スコット・フィッツジェラルド『愛蔵版 グレート・ギャツビー』

愛蔵版 グレート・ギャツビー

愛蔵版 グレート・ギャツビー

グレート・ギャツビー』は新書版と愛蔵版が発売されており、前回は新書版で、今回は愛蔵版、と連続で『グレート・ギャツビー』を読んだ。読み終えてすぐ同じ小説を頭から読み返す経験は初めてだったが、なかなか良いものである。特に序盤の印象が変わってくる。
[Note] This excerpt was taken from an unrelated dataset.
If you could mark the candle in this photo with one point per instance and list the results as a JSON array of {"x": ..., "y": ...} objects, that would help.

それに、やはり大判の方が読みやすい。
ところで新書版と愛蔵版では、装丁や版型・値段が違うのは当然として、愛蔵版には<『グレート・ギャツビー』に描かれたニューヨーク>という別冊の読み物がついているが、それを除けば新書版も愛蔵版も内容は同じである。俺は装丁には大して興味がなく、また保存用に同じ本を2冊も買うような人間でもないので、新書版を買うつもりだった。しかし、ある出来事があって、実は新書版と愛蔵版を両方とも持っている。
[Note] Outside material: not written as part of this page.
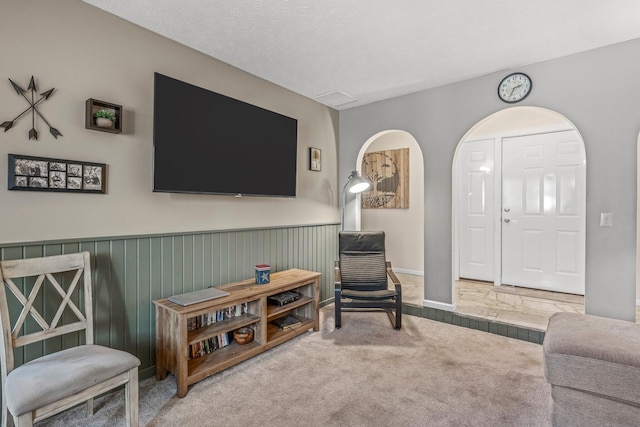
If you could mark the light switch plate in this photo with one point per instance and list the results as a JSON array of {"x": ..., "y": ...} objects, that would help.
[{"x": 606, "y": 219}]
俺が『グレート・ギャツビー』を買おうとしたのは渋谷の某大型書店だった。そのとき(発売後すぐの頃だったように思う)はたまたま「村上春樹の翻訳フェア」みたいな棚があった。俺はそこで双方を見比べて「まあ新書版で良いか……」とレジに並んだ瞬間、「俺の最も好きな小説家である村上春樹が最も敬愛している小説なのだから、愛蔵版にしよう!」といった感情がほとばしり出た。何かの本か漫画で読んだが、どちらかを選んだ瞬間、もう片方が欲しかったことに気づくというのは、確かにある。俺はフェアの棚に戻って愛蔵版を手に取り、そして「やっぱり愛蔵版を買うくらいだから綺麗なのにしよう」と(いつもはほとんど気にしないのだが)上から二番目か三番目の本を手に取った。ところが、そのとき俺は恐ろしいことに気がついた。愛蔵版にだけついている小冊子<『グレート・ギャツビー』に描かれたニューヨーク>が、その本から抜き取られているのである!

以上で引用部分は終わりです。